寡黙な公爵と託宣の涙 -龍の託宣3-

第3話 猫かぶり姫

「え? お誕生日なのにお祝いをしないの?」
「ああ、言われて見れば今日は旦那様の誕生日でございましたね。そうですねぇ、毎年、特別これといったことはしておりませんねぇ」

 ジークヴァルトが執務机で書類に集中している(すき)に、今日の予定をこそりと問いかけてきたリーゼロッテは、驚きながらもさらに声のトーンを落とした。

「でも贈り物などはするのでしょう?」
「いえ、それも特には……。お伺いしても毎年欲しい物はないということで、旦那様が七歳になった年から祝うこともなくなりましたので」

 紅茶をサーブしながら答えると、リーゼロッテは絶句している様子だった。

「わたくし、贈り物を用意してしまったのだけれど、ご迷惑だったかしら……」
「左様でございましたか。それは旦那様もおよろこびになられると思います。リーゼロッテ様のお心遣いを無駄になどできませんので、このマテアスが何とかいたしましょう」

 懐に手を入れると、マテアスは黒い手帳を取り出した。ページをめくって何かを確認すると、ぱたりと片手でそれを閉じる。

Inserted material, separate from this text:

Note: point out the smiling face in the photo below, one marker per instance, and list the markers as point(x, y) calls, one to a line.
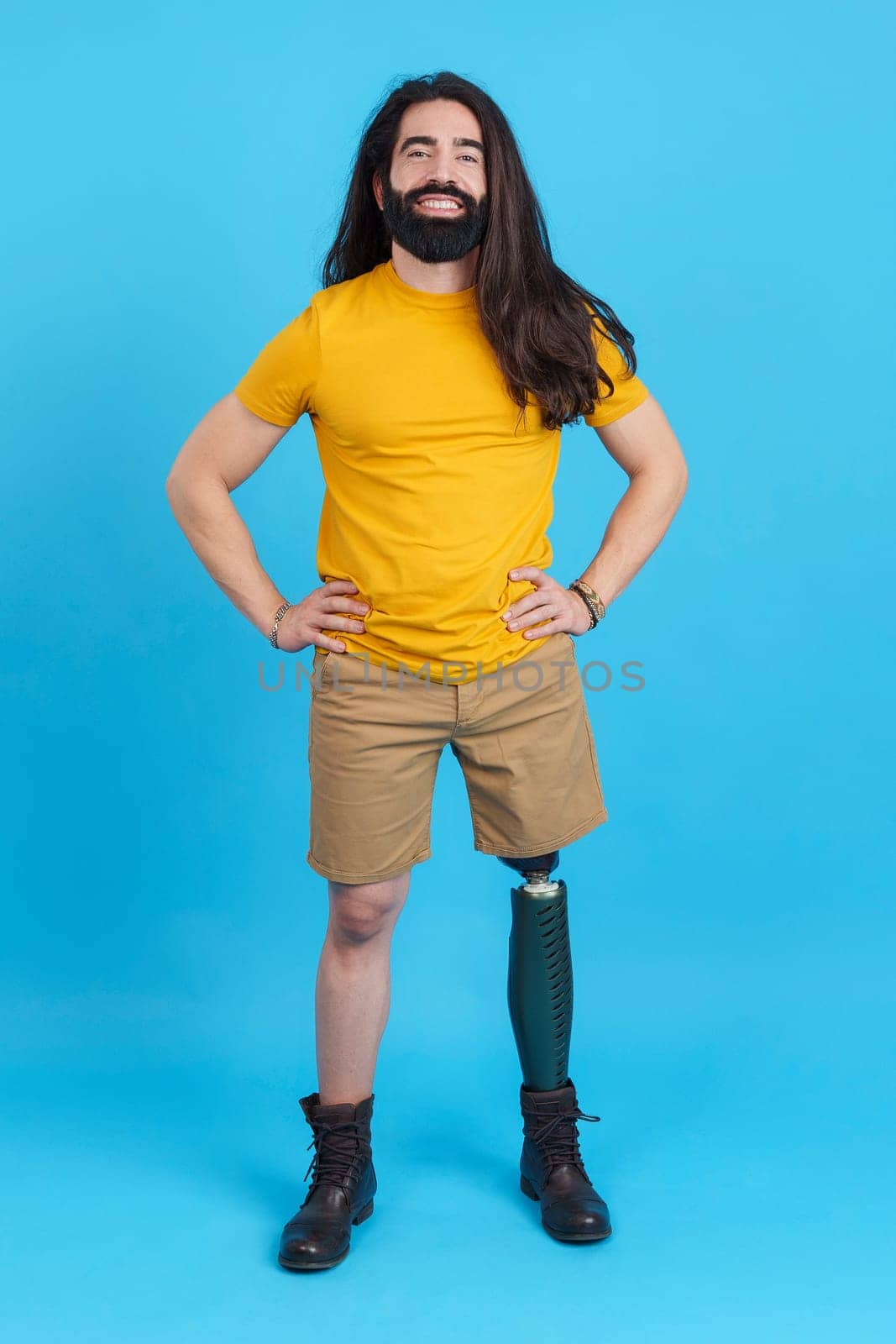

生憎(あいにく)と午後からはどうしてもはずせない来客がございますが、昼食時の三十分なら時間がとれそうですね。午前の執務を詰めればなんとかなるでしょう。リーゼロッテ様のお部屋に簡単ではありますが、祝いの席をご用意いたします。それまでお部屋でお待ちいただいてもよろしいですか?」
「それは構わないけれど……ジークヴァルト様にご無理を強いるのは心苦しいわ」
「何の話だ?」

 密談をするような近さが気に(さわ)ったのか、ジークヴァルトが書類を片手にこちらを睨みつけている。

「旦那様、本日の昼食はリーゼロッテ様のお部屋で食べていただくこととなりました。そこに積んである案件をちゃっちゃとお片付けになれば、予定よりもお時間を取ることができますが」

 その言葉にジークヴァルトの眉がピクリと動いた。次の瞬間、高速で書類の束が片付けられていく。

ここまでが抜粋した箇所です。